Tuesday, December 28, 2010


I've just enjoyed my second metro-crippling blizzard of this young winter of 2010-11. This one, billed as the blizzard of the decade, has just left cocksure Boston speechless.

It's been an opportunity for me to try on, once more, the baggy coat of acceptance, a garment whose fit depends on not its own but the wearer's measure.

I'd spent Christmas with my daughter and her family at the home of her in-laws in Maine. My flight home from Boston was scheduled to leave Monday afternoon. When I heard the storm was plowing its way up the coast, I decided to drive down Sunday and beat the monster.

I chose not to fear nor curse the uncertainty, but to look deeply into it, marveling at the darkness of so much white.

The strategy didn't work. By the time I hit Portland, I was right in the face of the blizzard. Crawling down I-95, I felt as much as steered my way through the whiteout, nudged by gusting crosswinds. The ghostly tail lights of the semi in front of me became my guide and my meditation. I chose not to fear nor curse the uncertainty, but to look deeply into it, marveling at the darkness of so much white.

Monday morning, safe at my daughter's home in Boston, my reverie lapsed into frustration when Delta told me they wouldn't rebook that afternoon's canceled flights until Thursday or Friday, even though I knew thousands of people would be taking off from Logan Tuesday. The bile of indignation welled in my throat when the agent implied that, by not being willing to consider an alternate airport for departure—like Philadelphia—I was being inflexible. I was getting angry and I didn't like it.

I swallowed hard, trying to unclench my right to be in control. I told the woman I realized this wasn't her fault and hung up. I considered whether this was any more a personal affront than the blizzard itself had been. I realized the situation simply was what it was, that, in fact, it was no more or less than exactly what it was meant to be. I made up my mind I would enjoy it.

I realized the situation was no more or less than exactly what it was meant to be.

With this conversion from combatant to observer, I found my fate curiously changed. My very next try—this time unencumbered by expectation—rewarded me with a new flight where none had been available just minutes before, a flight not on Thursday or Friday, but Wednesday.

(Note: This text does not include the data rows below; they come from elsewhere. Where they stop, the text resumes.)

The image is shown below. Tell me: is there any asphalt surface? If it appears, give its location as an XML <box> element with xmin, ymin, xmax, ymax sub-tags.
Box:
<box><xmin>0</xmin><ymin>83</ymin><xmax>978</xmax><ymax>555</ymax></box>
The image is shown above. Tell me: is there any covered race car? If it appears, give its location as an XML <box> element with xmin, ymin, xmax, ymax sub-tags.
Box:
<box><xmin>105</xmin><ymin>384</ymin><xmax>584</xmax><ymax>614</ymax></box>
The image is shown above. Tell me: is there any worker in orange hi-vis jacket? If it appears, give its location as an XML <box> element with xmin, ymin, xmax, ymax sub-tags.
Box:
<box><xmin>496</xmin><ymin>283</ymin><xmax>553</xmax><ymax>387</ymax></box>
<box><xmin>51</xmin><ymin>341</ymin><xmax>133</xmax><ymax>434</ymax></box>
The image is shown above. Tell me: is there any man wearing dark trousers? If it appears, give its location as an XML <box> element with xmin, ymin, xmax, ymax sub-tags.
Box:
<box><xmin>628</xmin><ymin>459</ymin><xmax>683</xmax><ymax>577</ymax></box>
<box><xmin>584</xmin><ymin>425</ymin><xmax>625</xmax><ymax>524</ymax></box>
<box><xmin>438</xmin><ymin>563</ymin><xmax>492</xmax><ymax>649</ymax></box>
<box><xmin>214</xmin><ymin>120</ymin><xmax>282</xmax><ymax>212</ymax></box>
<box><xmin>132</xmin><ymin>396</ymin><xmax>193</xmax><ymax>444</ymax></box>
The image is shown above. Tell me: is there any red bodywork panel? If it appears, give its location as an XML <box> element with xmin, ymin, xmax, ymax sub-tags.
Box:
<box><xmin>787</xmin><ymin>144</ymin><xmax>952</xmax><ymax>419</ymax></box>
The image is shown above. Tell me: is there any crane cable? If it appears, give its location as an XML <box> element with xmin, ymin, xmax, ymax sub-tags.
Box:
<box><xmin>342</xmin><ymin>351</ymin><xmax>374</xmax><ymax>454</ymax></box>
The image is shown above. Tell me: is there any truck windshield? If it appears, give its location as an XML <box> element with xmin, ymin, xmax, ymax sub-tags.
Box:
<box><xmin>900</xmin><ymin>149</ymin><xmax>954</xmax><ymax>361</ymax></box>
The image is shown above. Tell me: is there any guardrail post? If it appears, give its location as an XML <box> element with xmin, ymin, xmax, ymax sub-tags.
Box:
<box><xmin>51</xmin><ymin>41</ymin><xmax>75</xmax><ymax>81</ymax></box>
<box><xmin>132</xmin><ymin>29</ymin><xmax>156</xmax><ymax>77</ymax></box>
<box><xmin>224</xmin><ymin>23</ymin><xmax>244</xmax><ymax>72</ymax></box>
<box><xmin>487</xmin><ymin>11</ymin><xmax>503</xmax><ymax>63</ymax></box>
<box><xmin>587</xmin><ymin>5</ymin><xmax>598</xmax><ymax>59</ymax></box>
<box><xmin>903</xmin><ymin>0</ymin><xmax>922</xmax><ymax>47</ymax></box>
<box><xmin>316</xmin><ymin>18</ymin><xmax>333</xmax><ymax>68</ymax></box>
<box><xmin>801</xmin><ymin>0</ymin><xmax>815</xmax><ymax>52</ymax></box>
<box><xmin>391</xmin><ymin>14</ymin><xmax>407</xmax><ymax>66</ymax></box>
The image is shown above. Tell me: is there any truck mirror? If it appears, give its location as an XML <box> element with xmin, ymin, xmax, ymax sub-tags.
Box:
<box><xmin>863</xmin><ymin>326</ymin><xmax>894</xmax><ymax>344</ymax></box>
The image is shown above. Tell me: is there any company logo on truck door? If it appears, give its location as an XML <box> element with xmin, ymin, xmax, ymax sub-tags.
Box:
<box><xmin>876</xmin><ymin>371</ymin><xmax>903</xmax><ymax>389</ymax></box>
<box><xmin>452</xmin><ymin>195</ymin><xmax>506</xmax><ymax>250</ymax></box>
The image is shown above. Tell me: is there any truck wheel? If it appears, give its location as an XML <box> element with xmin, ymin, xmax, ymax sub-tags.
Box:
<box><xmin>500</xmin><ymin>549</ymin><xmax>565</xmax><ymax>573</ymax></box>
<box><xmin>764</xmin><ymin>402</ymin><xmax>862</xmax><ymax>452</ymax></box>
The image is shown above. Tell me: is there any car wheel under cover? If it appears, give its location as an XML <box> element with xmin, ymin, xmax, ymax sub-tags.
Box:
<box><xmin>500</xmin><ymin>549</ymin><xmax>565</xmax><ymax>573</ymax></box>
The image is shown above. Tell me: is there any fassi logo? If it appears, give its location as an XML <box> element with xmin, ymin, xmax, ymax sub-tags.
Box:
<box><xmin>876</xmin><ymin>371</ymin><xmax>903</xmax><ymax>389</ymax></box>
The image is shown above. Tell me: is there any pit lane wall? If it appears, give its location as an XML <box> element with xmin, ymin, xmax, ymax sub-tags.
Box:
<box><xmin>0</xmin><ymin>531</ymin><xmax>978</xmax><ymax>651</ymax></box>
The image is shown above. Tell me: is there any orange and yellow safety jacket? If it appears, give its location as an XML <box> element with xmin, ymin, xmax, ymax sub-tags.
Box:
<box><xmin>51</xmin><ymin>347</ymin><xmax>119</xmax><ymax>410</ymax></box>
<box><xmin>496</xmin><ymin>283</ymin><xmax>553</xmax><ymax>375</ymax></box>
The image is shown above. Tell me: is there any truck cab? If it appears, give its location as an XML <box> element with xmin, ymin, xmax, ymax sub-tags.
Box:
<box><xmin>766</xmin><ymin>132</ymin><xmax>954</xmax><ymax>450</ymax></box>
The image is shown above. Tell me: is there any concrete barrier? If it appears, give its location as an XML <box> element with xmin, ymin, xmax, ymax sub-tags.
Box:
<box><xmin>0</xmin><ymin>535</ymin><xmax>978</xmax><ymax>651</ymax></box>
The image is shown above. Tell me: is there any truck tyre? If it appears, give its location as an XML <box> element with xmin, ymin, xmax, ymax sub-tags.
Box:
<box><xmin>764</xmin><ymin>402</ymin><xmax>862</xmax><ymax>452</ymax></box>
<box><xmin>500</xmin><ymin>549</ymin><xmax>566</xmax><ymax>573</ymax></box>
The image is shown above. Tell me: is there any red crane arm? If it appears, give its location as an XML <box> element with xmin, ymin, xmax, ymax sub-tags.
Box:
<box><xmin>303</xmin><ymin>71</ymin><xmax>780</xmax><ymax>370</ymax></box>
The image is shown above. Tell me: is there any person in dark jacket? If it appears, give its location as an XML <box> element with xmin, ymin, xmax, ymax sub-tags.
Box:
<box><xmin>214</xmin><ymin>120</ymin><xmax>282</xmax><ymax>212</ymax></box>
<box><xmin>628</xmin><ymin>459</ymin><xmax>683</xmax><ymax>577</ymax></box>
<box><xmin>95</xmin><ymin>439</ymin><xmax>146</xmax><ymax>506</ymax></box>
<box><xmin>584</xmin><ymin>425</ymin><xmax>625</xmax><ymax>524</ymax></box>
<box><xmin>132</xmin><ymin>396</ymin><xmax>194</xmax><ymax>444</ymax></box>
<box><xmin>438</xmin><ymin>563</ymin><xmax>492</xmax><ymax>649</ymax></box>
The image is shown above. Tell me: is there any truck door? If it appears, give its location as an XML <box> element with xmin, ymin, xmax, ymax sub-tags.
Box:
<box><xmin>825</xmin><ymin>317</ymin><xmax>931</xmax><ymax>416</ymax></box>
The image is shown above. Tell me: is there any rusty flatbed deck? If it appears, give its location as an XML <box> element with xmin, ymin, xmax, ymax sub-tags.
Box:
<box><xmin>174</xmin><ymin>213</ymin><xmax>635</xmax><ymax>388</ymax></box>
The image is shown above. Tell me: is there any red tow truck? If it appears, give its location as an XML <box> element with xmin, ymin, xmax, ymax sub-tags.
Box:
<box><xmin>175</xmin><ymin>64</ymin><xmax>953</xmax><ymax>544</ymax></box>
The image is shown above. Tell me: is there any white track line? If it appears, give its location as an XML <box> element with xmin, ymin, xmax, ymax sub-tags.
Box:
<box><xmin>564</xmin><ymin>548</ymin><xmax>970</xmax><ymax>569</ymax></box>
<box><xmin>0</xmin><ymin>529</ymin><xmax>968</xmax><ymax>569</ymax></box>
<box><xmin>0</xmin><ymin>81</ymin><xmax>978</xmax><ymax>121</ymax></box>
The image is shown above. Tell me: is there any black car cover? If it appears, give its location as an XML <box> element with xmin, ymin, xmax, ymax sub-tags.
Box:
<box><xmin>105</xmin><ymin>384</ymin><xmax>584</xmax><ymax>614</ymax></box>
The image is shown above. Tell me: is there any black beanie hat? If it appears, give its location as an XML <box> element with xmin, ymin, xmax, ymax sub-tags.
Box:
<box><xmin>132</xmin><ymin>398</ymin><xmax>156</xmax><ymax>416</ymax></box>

What I could easily have seen as an ordeal, I've embraced as a bonus, an unexpected two-day extension of my Christmas vacation. I've marveled at the beauty of all this snow. Though my daughter's still in Maine, I've enjoyed spending time in her lovely home. I've bonded with Cleo, her cat. I've read, watched a good movie and slept late. I've walked her daily route into town and enjoyed a leisurely latte at her favorite coffee shop, sitting next to the display of her handcrafts on the wall. And I've discovered that an extended texting conversation with her, despite— or perhaps because of—the sparing choices of words and abbreviations, can be warm and witty.

And I've written this. This too is a wonderful gift, a gift that derives from nothing more than the way things fall and swirl, like so many exquisite snowflakes, in this matrix where intention, acceptance and possibility intersect.